To loop over all files ending in _s.shp
inside DATA_DIRECTORY / "finland_topographic_database
, use the following piece of code:
import pathlib
DATA_DIRECTORY = pathlib.Path().resolve() / "data"
for input_file in (DATA_DIRECTORY / "finland_topographic_database").glob("*_s.shp"):
print(input_file.name)
j_L4132R_s.shp
l_L4132R_s.shp
s_L4132R_s.shp
k_L4132R_s.shp
m_L4132R_s.shp
r_L4132R_s.shp
n_L4132R_s.shp
This will come in handy for problem 2, when reading in all travel time data files. Be sure to revisit the explanation in Lesson 2.
Find the minimum value across multiple columns#
For problem 2, you have to find the smallest value across multiple columns:
the shortest travel time to any of the eight shopping centres. For this,
panda
’s DataFrame.min()
method
can come in handy.
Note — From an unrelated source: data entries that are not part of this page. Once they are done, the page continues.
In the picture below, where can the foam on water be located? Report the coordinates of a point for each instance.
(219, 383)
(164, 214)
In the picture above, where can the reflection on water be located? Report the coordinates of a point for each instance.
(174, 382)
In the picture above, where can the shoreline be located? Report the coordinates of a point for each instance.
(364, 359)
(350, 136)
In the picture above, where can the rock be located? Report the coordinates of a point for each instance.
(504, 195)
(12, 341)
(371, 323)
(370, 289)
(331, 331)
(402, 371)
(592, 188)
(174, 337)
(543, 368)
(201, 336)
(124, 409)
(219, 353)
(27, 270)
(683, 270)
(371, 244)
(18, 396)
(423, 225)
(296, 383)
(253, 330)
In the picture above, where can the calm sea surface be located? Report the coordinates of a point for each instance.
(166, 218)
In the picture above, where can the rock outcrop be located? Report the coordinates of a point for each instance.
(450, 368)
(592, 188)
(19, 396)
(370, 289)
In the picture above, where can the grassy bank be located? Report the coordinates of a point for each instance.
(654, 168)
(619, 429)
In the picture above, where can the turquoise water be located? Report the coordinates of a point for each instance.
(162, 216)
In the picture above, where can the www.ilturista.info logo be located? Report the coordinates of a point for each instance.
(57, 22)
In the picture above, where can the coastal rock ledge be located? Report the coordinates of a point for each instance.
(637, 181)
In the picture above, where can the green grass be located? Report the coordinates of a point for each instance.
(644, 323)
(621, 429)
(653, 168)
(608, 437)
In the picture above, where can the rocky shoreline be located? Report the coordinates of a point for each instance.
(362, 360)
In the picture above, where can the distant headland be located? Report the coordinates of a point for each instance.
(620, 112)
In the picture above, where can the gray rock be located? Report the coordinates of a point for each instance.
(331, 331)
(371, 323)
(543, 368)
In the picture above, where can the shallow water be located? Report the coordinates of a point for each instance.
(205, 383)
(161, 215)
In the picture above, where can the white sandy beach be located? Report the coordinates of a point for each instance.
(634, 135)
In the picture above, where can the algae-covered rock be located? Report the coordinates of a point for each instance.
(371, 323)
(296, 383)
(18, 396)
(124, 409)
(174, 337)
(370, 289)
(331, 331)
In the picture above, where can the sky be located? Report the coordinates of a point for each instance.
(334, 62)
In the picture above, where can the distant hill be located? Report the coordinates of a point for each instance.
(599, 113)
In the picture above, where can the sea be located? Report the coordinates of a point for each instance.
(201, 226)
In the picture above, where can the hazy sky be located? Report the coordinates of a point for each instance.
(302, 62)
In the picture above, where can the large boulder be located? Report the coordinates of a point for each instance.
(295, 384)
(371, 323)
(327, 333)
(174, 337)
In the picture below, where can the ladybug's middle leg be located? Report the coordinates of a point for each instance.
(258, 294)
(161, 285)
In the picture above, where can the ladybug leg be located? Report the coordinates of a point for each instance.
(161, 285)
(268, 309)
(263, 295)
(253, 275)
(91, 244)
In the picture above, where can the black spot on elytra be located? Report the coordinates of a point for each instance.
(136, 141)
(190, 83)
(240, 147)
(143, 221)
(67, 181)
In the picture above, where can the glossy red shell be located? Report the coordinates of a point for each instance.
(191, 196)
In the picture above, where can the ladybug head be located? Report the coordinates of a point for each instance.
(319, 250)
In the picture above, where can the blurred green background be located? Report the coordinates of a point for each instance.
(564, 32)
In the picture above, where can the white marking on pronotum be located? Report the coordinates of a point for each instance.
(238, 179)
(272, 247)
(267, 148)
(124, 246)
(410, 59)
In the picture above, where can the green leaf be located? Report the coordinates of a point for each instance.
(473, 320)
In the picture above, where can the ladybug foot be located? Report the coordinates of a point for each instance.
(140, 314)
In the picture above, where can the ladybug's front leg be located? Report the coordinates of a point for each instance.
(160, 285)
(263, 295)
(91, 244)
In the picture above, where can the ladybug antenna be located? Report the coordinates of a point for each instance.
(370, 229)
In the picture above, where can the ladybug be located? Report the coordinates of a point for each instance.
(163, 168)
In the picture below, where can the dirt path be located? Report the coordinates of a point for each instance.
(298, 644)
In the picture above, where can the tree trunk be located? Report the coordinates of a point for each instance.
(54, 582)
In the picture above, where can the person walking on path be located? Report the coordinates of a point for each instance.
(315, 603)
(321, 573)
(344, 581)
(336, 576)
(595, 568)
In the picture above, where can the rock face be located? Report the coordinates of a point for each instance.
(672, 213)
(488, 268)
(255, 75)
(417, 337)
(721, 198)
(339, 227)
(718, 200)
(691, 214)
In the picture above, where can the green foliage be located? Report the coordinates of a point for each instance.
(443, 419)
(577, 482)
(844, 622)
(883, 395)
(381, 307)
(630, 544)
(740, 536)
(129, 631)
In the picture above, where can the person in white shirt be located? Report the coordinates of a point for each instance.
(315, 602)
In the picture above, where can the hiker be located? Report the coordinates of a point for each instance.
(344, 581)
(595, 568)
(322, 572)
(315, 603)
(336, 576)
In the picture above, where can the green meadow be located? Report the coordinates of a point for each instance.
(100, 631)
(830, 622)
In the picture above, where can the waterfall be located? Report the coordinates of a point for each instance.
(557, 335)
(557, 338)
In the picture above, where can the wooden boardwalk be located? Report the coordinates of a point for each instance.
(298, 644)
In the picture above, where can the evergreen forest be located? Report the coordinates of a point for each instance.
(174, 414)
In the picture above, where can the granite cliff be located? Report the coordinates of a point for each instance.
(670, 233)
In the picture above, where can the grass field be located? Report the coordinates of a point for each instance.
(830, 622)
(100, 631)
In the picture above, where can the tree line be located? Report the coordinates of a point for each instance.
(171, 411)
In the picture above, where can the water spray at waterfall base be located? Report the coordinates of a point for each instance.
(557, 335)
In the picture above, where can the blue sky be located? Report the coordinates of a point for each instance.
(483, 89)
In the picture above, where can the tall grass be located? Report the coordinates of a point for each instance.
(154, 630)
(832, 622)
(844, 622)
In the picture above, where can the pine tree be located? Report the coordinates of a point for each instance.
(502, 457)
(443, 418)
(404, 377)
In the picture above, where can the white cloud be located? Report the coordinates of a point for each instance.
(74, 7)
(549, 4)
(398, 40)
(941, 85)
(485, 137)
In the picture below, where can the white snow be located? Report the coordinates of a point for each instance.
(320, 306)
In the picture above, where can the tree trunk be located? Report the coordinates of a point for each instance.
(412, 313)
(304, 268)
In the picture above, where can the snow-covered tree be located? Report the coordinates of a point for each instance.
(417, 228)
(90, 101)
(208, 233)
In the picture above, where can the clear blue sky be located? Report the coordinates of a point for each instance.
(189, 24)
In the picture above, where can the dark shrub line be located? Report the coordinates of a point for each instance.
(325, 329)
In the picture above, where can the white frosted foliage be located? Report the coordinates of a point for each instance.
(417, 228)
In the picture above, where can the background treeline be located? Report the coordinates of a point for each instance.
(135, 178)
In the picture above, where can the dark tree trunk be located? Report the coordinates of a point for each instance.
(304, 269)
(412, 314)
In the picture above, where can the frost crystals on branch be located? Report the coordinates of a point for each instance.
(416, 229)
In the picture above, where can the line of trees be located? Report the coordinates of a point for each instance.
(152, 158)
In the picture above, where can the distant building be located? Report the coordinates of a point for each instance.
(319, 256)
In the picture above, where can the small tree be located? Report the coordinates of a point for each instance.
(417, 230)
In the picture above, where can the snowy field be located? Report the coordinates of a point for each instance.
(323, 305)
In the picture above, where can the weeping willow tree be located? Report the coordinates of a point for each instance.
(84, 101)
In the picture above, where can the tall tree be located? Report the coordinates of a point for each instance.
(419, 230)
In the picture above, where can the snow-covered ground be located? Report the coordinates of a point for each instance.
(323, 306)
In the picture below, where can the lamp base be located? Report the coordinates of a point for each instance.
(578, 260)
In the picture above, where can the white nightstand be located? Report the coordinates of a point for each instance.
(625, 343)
It identifies the smallest value in each column or row (it
accepts the same axis=
parameter as apply()
).
For instance, to find the smalles value for each row across the columns a
,
b
, and c
of the data frame below, use the following code:
import pandas
df = pandas.DataFrame(
{
"id": [1, 2, 3],
"a": [27, 64, 12],
"b": [13, 13, 13],
"c": [34, 15, 1]
}
)
df
id | a | b | c | |
---|---|---|---|---|
0 | 1 | 27 | 13 | 34 |
1 | 2 | 64 | 13 | 15 |
2 | 3 | 12 | 13 | 1 |
# select which columns to compare, then call `.min()`
df[["a", "b", "c"]].min(axis=1)
0 13
1 13
2 1
dtype: int64
To find out which column had the smallest value for each row, use the
near-identical method
idxmin()
:
df[["a", "b", "c"]].idxmin(axis=1)
0 b
1 b
2 c
dtype: object
Of course, equivalent methods to find the greatest values exist: they are named
pandas.DataFrame.max()
and
pandas.DataFrame.idxmax()
.